I see your eyes in the moon

I was walking through the crowded hallways of my school the other day when I heard someone
say something that really made me think.

"This girl I used to be friends with ...."

A normal start of a sentence correct? Well this moment it struck me differently. It made me think about all the friends I used to have and how quickly I have moved on from them. There are plenty of people I know that I used to be friends with that I never speak of anymore. How do we let people just drop out of our lives without even giving a second glance?

We, as human beings have so many emotions but I don't think we realize how quickly we can filter through people. I think about all the people I have known in my life and I wonder where they have all gone. Not to say that I don't have any friends now, because I have many, but why is it that within three years or so they will probably be replaced with new friends. All the memories that I shared will be replaced with new ones and the old one will barely be a blur.

As I sat outside tonight, starring at the moon I wondered who else was starring at that same moon with me. Was it someone I had known in the past?

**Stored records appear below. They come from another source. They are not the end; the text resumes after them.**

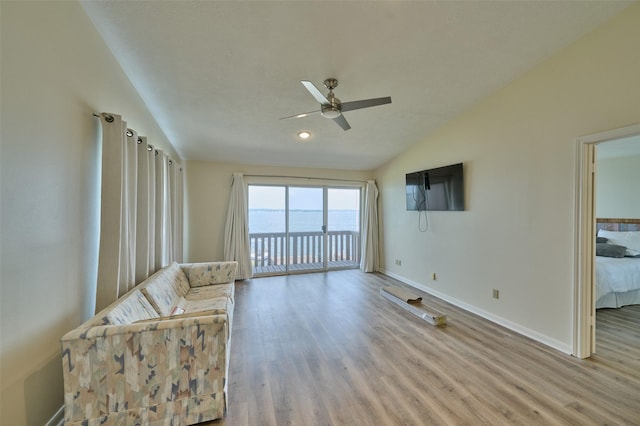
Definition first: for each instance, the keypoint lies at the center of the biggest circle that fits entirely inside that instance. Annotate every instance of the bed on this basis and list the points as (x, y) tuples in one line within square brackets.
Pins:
[(617, 278)]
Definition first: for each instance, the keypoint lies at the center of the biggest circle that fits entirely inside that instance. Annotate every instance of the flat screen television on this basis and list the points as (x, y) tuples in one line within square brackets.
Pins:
[(439, 189)]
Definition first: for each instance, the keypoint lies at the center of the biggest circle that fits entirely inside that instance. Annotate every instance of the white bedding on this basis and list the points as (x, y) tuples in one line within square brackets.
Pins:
[(616, 275)]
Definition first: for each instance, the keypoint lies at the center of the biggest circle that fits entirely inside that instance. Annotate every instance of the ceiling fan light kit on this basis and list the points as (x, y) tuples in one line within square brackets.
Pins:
[(332, 108)]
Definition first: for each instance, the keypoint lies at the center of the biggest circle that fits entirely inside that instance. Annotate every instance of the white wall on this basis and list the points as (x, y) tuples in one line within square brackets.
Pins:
[(617, 191), (56, 72), (208, 186), (519, 150)]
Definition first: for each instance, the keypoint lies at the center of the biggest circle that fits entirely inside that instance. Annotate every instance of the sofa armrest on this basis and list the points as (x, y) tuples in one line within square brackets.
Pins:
[(209, 273), (116, 368)]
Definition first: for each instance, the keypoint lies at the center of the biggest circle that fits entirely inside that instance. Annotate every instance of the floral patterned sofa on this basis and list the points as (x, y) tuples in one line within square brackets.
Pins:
[(158, 355)]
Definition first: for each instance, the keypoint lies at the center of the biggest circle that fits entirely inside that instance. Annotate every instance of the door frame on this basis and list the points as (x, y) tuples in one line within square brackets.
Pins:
[(584, 303)]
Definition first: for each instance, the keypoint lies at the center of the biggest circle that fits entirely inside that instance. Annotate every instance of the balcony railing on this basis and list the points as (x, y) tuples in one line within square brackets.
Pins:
[(270, 253)]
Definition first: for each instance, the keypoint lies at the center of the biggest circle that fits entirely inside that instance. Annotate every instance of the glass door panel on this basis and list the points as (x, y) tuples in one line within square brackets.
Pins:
[(306, 229), (267, 229), (343, 221)]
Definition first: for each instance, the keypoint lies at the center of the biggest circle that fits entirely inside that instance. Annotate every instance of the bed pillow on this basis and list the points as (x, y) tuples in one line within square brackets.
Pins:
[(628, 239), (610, 250)]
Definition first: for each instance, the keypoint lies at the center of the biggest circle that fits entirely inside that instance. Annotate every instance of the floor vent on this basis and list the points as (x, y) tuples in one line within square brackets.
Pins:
[(413, 303)]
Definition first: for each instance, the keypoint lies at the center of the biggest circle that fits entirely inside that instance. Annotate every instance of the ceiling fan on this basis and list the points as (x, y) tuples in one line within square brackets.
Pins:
[(331, 107)]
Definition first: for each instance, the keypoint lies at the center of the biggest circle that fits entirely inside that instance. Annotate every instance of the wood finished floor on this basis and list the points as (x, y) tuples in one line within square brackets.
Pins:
[(327, 349)]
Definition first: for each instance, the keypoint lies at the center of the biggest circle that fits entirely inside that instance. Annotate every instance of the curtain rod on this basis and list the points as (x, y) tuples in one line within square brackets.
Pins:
[(306, 177)]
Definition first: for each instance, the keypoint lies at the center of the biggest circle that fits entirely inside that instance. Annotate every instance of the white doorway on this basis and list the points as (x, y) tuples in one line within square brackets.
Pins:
[(584, 343)]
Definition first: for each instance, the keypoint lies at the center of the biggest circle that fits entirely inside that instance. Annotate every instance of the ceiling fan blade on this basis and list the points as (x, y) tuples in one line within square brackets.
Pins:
[(342, 122), (365, 103), (315, 92), (304, 114)]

While in a long-distance relationship not too long ago I told my girlfriend to look at the moon while on the phone. She went outside and did just that. I told her it made me feel closer to her that though we were 2000 miles away from each other we were looking at the same object at the same time. She agreed completely and felt more in love with me than she ever thought possible. It was at that moment that I realized how many people there were in this world and how I would filter through what would and is probably going to feel like a million of them.

A month later she broke up with me and told me that the moon would never be the same to her. The funny thing is I don't talk to her anymore. It makes me wonder if she still thinks of me when she looks at the moon. Are the people that I filtered through ever going to come back into my life? Why is it that when some people can just let go of others completely there is always the other one who is holding on dearly to the thought of them?